GPA Basks in Superb Year 2006

04/20/07

By Strother Blair
TBR Staff

The Georgia Ports Authority had a banner year in 2006.

It was a very good year for the Georgia Ports Authority and its crown jewel, the Port of Savannah.

With a 15.9 percent increase in Twenty-Foot Equivalent Units (TEUs) over the last fiscal year, Savannah - home of the country's fourth-largest container port - saw a record-breaking 2,041,789 TEUs move through its facility in 2006. The port attracted three new services: AWE5, Asia-EC and NEC/NEX, while also signing a 20-year agreement with one of the world's largest shipping lines, the Danish company Maersk. And Container Berth 8 (CB-8) went online at the port's western end, adding another parking spot for visiting ships. Construction on the more western CB-9 should be complete by April.

When both are functioning, the Port of Savannah will have the longest contiguous container dock down the East Coast - a 9,693-foot-long stretch of functional waterfront.

Last Wednesday, Robert Morris, GPA's director of external affairs, took the time to drive around and show what a good year looks like at the authority's Garden City terminal.

That morning, a crane happened to be loading 1,000 TEUs onto the Mediterranean Shipping Company's Ela. Arriving from New York, Ela docked at the port on Jan. 2 and departed the next day for Freeport, Bahamas.

The sight of Mediterranean ships has become increasingly common on the Savannah River. Unlike other U.S. East Coast ports, where business with the Mediterranean has stalled or slackened, Savannah's has increased. In 2005, the port's trade with that region jumped 30 percent. In the past three years, Savannah has added Amerigo, AMAX and Turkon services to the Mediterranean. The added lines are helping grow the port, but smart technology is also making the 1,200-acre port feel a bit roomier.

Up and down the open-air aisles of the terminal, steel containers the size of train boxcars and painted brightly like children's toy blocks sit in orderly stacks and rows. But the aisles between them have been shrinking. These days the port is moving away from bulky top lifts, the traditional cranes used to transport and stack these containers, and increasingly taking advantage of the newer rubber-tired gantries, or RTGs - a narrower lifting device that needs less space to work, allowing logistics specialists to stack containers more closely together.?

Morris noted that using the space-saving RTGs, combined with other efficiencies, will nearly triple the number of TEUs the port can hold in the next few years. Right now, the Port of Savannah's maximum capacity is 2.5 million TEUs, but that number will soon jump to 6 million.

"I would dare say there are very few ports that could triple their capacity like that," said Morris.

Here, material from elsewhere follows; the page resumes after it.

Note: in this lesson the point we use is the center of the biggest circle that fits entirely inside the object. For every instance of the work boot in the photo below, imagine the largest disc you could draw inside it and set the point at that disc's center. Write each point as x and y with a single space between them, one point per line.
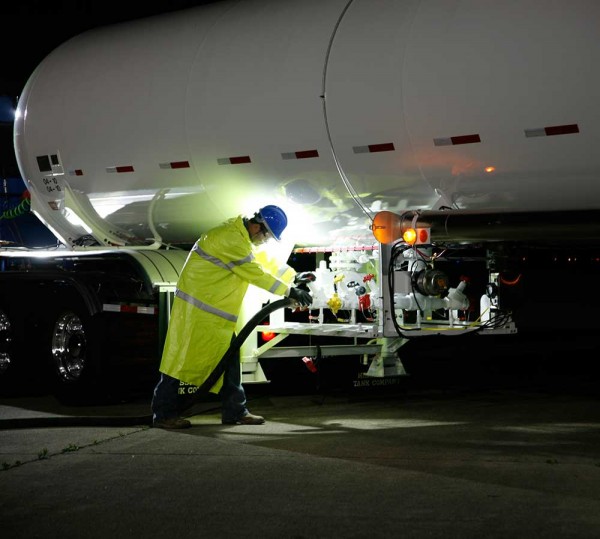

Additional space will soon be a necessity as the port continues to open up new geographic markets and local companies find ways to exploit new product markets. For example, Georgia, the nation's largest chicken farmer, makes the Port of Savannah a major player in the poultry game, but apparently, it's not just wings and drumsticks people are craving anymore. China and Chinatowns across the United States are crazy for dish called spiced chicken claws.

According to Morris, this has opened a whole new use for the birds' feet, which were previously discarded as waste, and, consequently, the refrigerated container and the cold-storage business are doing better than ever at the port.

When Flint River Services recently opened a 250,000-square-foot cold-storage warehouse in nearby Effingham County, takers swarmed. "It literally filled up overnight," said Morris. The warehouse expects to ship 3,000 TEUs of poultry to China this year - a large percentage of them will be chicken claws.

As the port grows, so do the companies and communities that service it. Local intermodal rail business carrying cargo has grown 23.1 percent in the past year. And while transporting dry bulk, breakbulk and liquid bulk cargo are all lucrative in their own rights, Morris observed that Savannah benefits particularly from having port specializing in containers. Managing the logistics of a container-heavy port is a labor-intensive task, mandating a large work force that, in turn, creates the greatest possible ripple effect on the local economy.

"(Containers) are the dominant piece of the industry," said Morris of the shipping business. "If this were liquid bulk, dry bulk or even an automotive port, we wouldn't have 6,000 people coming off the port every day."

Morris said much of the port's success can be attributed to its relatively unique owner-operator model. Most authorities lease out their waterfronts to private companies. "But we think our model is better," said Morris.

By closely managing and developing its property, Marchand and the GPA have been able to attract not just new shipping lines and expanded services but major distribution centers. "The two are so incredibly linked," said Morris. "We're not just interested in bringing in ship lines. We also consider the customer, the retailer, and attracting beneficial cargo."

This year has seen the rapid construction of Target and Ikea's enormous distribution centers at the GPA's Savannah River International Trade Park just four miles up the road from the port.?

When built out, Target and Ikea's total facilities will total four million square feet. Morris said that the park has room for at least four or five more additional mega-facilities such as these.

Looking over a great, paved expanse where rows of glittering new Target panel trucks sat parked outside of the new distribution center, Morris asked, "Now isn't that beautiful?"